Was ist nun vom Wahrheitsgehalt dieser oft erzählten und von Plutarch überlieferten Anekdote zu halten? Auf der Website der Universität Göttingen heißt es:

Es ist unwahrscheinlich, dass König und Philosoph einander je begegnet sind. Die Anekdote charakterisiert jedoch treffend den Unterschied zwischen dem König im vollen Bewusstsein seiner Macht und dem Philosophen, der dafür nur leise Verachtung übrig hatte.[7]

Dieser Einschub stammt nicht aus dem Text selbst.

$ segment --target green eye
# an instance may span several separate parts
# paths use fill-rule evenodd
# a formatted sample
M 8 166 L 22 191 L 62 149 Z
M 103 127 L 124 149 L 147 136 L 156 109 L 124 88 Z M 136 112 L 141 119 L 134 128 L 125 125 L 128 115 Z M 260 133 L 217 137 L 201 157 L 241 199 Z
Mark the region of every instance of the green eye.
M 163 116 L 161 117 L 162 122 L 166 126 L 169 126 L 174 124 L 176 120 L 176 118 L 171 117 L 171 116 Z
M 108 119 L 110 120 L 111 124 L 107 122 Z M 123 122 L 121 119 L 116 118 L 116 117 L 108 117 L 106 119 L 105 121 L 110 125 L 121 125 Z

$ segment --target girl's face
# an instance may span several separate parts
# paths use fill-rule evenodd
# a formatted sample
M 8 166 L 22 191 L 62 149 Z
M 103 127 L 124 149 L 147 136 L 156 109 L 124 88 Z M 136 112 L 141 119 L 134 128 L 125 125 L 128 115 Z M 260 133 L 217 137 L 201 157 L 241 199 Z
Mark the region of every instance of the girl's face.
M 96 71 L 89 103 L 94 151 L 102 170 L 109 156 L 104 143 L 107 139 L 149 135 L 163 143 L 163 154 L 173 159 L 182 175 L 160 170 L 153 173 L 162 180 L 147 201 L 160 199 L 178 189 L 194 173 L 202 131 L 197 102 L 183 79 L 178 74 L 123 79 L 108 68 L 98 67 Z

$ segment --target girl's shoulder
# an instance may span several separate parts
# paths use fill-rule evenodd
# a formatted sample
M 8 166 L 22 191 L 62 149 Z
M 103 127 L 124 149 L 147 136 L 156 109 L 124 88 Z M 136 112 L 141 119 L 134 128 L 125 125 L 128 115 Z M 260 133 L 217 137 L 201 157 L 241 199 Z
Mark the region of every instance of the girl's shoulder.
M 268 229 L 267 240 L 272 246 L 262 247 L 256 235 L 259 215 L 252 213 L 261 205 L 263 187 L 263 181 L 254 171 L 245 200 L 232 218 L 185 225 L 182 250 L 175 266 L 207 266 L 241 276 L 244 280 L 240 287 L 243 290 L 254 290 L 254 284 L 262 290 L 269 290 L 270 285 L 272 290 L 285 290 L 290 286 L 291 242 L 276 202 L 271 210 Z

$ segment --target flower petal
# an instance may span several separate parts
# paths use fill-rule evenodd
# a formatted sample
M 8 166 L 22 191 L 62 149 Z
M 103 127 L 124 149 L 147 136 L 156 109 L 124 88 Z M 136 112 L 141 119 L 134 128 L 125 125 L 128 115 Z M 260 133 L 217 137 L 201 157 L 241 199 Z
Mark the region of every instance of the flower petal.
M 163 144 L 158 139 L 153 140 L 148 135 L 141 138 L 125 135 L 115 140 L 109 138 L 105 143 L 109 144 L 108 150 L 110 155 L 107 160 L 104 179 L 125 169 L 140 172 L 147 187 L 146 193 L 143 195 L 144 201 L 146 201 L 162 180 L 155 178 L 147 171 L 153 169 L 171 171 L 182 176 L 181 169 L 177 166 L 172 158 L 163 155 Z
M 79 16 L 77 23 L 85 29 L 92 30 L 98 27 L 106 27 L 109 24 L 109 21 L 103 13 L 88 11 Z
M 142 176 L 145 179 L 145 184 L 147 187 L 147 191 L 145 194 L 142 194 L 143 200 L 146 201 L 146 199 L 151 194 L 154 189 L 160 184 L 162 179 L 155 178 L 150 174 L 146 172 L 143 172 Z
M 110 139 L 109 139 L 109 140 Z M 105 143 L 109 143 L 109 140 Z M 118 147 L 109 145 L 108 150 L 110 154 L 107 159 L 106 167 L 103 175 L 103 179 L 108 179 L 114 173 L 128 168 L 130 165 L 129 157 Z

Ihre Beliebtheit verdankt diese Anekdote wohl der Faszinationskraft des Philosophenlebens.

Wanderanekdoten

Die Anekdote von dem verliehenen Buch, das mit Flecken zurückkommt, wird mehreren Personen zugeschrieben:

Lesezeichen

Der österreichische Schriftsteller Hugo von Hofmannsthal verfügte über einen Schatz bibliophiler Raritäten, die er ungern verlieh. Einmal bekam er ein Buch mit zahlreichen Fettflecken zurück. Hofmannsthal war darüber so verärgert, dass er eine Speckschwarte mit folgendem Kommentar zusandte:

Ich erlaube mir, Ihnen das Lesezeichen, das Sie in meinem Buch vergessen haben, zurückzuschicken.[8]

Die gleiche Anekdote erzählt man vom österreichischen Schriftsteller und Kritiker Alfred Polgar, der dem Entleiher eine Ölsardine zusandte mit der Bemerkung:

Ich bestätige den Empfang des Buches und erlaube mir, Ihnen Ihr wertes Lesezeichen zurückzusenden.[8]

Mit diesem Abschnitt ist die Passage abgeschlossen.